Editor’s note: Greatest Sales are true accounts of how successful salespeople closed the deal despite sales objections, buyer inertia, cutthroat competition and other obstacles. Larry Zook, Marketing and Technical Representative for Edmonds Dental Prosthetics in Springfield, MO, shows how careful listening helped him refocus the value proposition for his product.

I was trying to sell a new product but all I heard were objections. The main one: “Yes, I understand that your product costs less. But your quality isn’t as good.”

My company, a mass-production lab, makes false teeth and crowns. Dentists were telling me that mass-produced prosthetics don’t fit as well as handmade ones. The “high-quality” producers – a handmade cottage industry – are mom-and-pop shops that account for 90% of all production.

To win business away from them, I had to dismantle the quality objection.

It wasn’t about coming up with a slick rebuttal. We had to listen carefully and make adjustments to how we went to market. It took a lot of work, but it paid off.

A question of time
First I had to understand the objection. At the end of the day, our dentures fit just as well as the custom models. But with ours, it took more time for dentists to make the final adjustments. So when dentists objected to our “quality,” they were really talking about time and money.

Despite our price advantage, the math didn’t work, they explained. “Yes, we might save some money on the front end. But we’d lose it on the back end because we’ll have to spend more time fitting the device,” prospects said.

Training was key
The only way my value proposition would make sense is if I could find a way to reduce the amount of time for adjustments. Our technical folks told me they could get a much closer fit if dentists adjusted their bite-taking and molding techniques. So I came up with a training program to show how dentists could virtually eliminate problems with fit.

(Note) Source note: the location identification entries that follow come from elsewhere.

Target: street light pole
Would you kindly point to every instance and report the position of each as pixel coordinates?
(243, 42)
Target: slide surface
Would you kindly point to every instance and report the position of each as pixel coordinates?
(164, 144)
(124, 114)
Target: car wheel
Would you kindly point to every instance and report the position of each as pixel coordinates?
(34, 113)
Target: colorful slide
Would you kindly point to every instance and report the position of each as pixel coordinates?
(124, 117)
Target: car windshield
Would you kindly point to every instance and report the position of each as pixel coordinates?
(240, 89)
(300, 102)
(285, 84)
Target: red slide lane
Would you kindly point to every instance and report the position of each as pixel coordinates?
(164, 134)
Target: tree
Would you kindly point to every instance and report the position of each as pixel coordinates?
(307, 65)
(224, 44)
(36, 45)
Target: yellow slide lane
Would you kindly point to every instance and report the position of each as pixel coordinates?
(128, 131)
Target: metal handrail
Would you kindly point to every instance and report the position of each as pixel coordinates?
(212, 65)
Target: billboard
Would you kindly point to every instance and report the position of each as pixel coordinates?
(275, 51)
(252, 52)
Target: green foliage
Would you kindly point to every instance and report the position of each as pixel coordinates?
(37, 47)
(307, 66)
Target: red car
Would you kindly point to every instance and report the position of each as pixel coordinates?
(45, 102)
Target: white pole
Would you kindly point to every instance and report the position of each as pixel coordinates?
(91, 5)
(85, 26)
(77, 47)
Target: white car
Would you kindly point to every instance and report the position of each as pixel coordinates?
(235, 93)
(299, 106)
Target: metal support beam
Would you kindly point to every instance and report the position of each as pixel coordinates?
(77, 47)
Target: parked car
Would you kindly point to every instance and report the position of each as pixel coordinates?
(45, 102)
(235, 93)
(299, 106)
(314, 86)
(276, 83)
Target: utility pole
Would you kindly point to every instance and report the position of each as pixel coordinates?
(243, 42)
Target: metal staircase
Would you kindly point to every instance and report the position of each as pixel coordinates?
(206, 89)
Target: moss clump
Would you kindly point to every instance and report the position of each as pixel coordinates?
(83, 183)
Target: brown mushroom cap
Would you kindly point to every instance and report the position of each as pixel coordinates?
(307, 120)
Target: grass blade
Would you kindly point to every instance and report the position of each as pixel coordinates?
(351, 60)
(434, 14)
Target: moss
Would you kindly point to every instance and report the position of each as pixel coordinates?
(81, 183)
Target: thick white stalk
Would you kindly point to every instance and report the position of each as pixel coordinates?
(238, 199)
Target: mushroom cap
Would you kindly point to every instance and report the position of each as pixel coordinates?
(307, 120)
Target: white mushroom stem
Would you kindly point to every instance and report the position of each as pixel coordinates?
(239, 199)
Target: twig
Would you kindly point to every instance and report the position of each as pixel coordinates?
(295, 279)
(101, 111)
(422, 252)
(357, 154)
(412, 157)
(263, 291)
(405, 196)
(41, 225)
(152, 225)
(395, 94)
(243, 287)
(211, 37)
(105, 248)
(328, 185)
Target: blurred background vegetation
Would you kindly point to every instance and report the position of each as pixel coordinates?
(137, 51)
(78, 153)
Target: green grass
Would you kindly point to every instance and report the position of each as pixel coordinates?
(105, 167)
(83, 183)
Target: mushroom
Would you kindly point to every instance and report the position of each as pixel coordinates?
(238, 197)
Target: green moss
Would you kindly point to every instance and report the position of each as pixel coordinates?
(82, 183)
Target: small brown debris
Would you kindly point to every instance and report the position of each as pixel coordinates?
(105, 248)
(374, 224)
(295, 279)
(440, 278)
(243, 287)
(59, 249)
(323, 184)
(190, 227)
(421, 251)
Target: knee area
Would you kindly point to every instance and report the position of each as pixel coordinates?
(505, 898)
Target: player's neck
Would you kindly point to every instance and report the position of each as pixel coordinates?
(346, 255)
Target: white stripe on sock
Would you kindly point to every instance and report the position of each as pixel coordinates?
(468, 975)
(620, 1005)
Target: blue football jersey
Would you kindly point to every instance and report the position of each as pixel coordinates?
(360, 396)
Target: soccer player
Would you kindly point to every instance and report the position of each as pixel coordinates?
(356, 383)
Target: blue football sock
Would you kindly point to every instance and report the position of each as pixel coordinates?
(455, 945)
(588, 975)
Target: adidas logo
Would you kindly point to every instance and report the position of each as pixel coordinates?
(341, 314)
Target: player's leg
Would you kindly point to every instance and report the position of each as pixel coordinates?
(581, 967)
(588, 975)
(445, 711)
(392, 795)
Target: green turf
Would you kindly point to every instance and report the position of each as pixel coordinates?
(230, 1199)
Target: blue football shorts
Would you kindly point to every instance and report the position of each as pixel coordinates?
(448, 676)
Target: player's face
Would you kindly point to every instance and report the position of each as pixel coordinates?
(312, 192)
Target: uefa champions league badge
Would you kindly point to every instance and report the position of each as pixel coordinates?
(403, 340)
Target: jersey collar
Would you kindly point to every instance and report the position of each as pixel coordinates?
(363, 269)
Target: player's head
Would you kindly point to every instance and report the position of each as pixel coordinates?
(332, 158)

Of course, most dentists weren’t interested in changing how they worked, but I finally found one dentist who agreed to give it a shot. We trained his office. They tried our products and were delighted to find they matched the quality of the mom-and-pop shops.

Now I had a story to tell about cost, quality and the dentists’ time. But I knew that dentists cared about something else: patient satisfaction.

When I asked dentists, one issue kept coming up: Most mom-and-pop shops took weeks, sometimes months, for delivery. That was inevitable for custom products, but patients hated to wait. I pounced on the opportunity and got our company to guarantee 24-hour turnaround.

That really tipped the scales. We won over prospect after prospect because we now had a fantastic value proposition – proven quality and dramatically better service that would translate into happier patients.

Sales jumped 15%-20% in the first year, up nearly $500,000. Today we run 17 cars through Missouri and Arkansas doing daily pickups and deliveries. They rack up 5,000 total miles daily. And I’m racking up sales.